[One latest paper] Rethinking Kullback-Leibler Divergence in Knowledge Distillation for Large Language Models

Question

[One latest paper] Rethinking Kullback-Leibler Divergence in Knowledge Distillation for Large Language Models

wutaiqiang opened this issue 4 months ago · comments

Nice work!
One missing related work:
Rethinking Kullback-Leibler Divergence in Knowledge Distillation for Large Language Models
https://arxiv.org/abs/2404.02657

Shawn Xu · Answer 1 · Thu Apr 11 2024 13:55:16 GMT+0800 (China Standard Time)

Great work!

Thanks. We have added it and will update paper in a future version :)

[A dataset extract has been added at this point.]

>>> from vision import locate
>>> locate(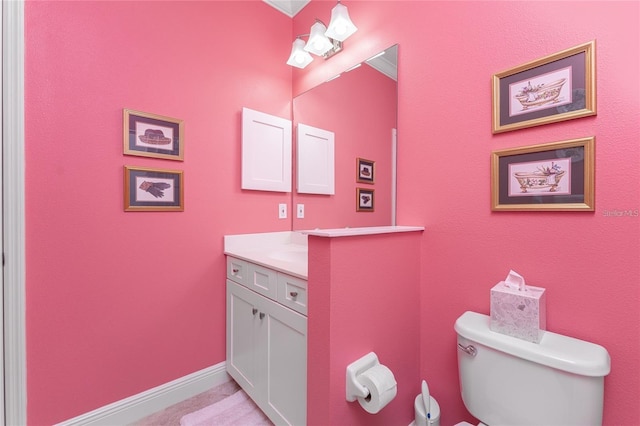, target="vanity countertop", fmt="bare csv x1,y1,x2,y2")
224,231,307,280
300,226,424,238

wutaiqiang · Answer 2 · Thu Apr 11 2024 15:43:13 GMT+0800 (China Standard Time)

This paper is under review in COLM rather than accepted.

Also, this paper rethinks the FKL and RKL in logit-based distillation and proposes AKL.

One blog: https://zhuanlan.zhihu.com/p/690748958

Thanks for your effort~

Shawn Xu · Answer 3 · Fri Apr 12 2024 10:56:48 GMT+0800 (China Standard Time)

Thanks for your reminders. We have corrected it.

We added this paper to the "Feature" and "Divergence and Similarity" categories.